Pontiero sonrió ante la simple ingenuidad del religioso. Estaban en el pasillo central, desde el que se veía tanto la puerta de la sacristía como la puerta principal y las ventanas del frente, las únicas que había en la iglesia. Deslizó el dedo por el respaldo de uno de los bancos, en un gesto involuntario suyo, repetido de miles de misas en miles de domingos. Aquella era la casa de Dios, y había sido profanada y vejada. Aquel día, al resplandor bizqueante de las velas, la iglesia tenía un aspecto muy diferente al del día anterior. El subinspector no pudo reprimir un escalofrío. El interior del templo estaba húmedo y frío, en contraste con el calor de fuera. Miró hacia las ventanas. La más baja estaba a una altura de unos cinco metros del suelo. Estaba cubierta con una elaborada vidriera de colores que no tenía ni un rasguño.

—Es imposible que el asesino entrara por las ventanas, cargado con un peso de 92 kilos. Hubiera tenido que usar una grúa. Y le hubieran visto los miles de peregrinos de fuera. No, es imposible.

Hasta los oídos de ambos llegaban las canciones de los jóvenes que hacían cola para despedir al papa Wojtyla. Todas ellas hablaban de paz y de amor.

—Ah, los jóvenes. Son nuestra esperanza para el futuro, ¿verdad subinspector?

—Cuánta razón tiene, hermano.

Pontiero se rascó la cabeza, pensativo. No se le ocurría ningún punto de entrada que no fueran las puertas o las ventanas. Caminó unos pasos, que hicieron un fuerte eco en la iglesia vacía.
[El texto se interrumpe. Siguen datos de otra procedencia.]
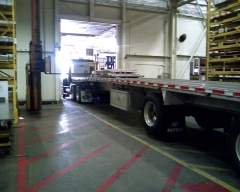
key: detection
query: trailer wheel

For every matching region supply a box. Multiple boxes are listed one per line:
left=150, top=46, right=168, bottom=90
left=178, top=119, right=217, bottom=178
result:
left=227, top=119, right=240, bottom=176
left=141, top=94, right=164, bottom=135
left=76, top=86, right=81, bottom=103
left=71, top=85, right=76, bottom=101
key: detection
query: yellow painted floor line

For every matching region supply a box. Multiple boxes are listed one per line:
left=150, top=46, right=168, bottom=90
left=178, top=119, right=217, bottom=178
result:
left=78, top=107, right=240, bottom=192
left=189, top=164, right=229, bottom=171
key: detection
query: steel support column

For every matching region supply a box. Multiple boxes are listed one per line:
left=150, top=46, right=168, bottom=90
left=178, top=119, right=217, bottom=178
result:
left=28, top=0, right=42, bottom=111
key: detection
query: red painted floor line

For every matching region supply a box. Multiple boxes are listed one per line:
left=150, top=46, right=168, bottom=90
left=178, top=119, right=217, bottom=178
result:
left=17, top=121, right=27, bottom=192
left=180, top=180, right=229, bottom=192
left=162, top=163, right=182, bottom=192
left=25, top=119, right=97, bottom=145
left=26, top=141, right=114, bottom=192
left=25, top=139, right=77, bottom=164
left=95, top=146, right=149, bottom=192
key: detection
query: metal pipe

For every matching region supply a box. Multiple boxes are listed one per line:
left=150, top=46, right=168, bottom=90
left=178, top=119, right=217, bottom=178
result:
left=28, top=0, right=42, bottom=111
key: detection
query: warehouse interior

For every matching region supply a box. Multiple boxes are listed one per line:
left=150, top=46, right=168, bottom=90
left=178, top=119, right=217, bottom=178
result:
left=0, top=0, right=240, bottom=192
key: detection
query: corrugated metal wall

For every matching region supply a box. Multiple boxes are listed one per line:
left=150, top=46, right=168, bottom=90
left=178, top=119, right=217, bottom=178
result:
left=17, top=51, right=60, bottom=101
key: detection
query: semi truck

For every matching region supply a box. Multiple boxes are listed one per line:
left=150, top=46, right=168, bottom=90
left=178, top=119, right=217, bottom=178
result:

—Oiga, hermano, ¿y no tendrá nadie más llave de la iglesia? Tal vez alguien que lleve la limpieza.

—Ah, no, no, en absoluto. Unas feligresas muy devotas vienen a ayudarme con la limpieza del templo los sábados por la mañana muy temprano y los miércoles por la tarde, pero siempre vienen cuando estoy yo. De hecho sólo tengo un juego de llaves que siempre llevo conmigo, ¿ve? —llevaba la mano izquierda en el un bolsillo interior de su hábito marrón, en el que hizo sonar las llaves.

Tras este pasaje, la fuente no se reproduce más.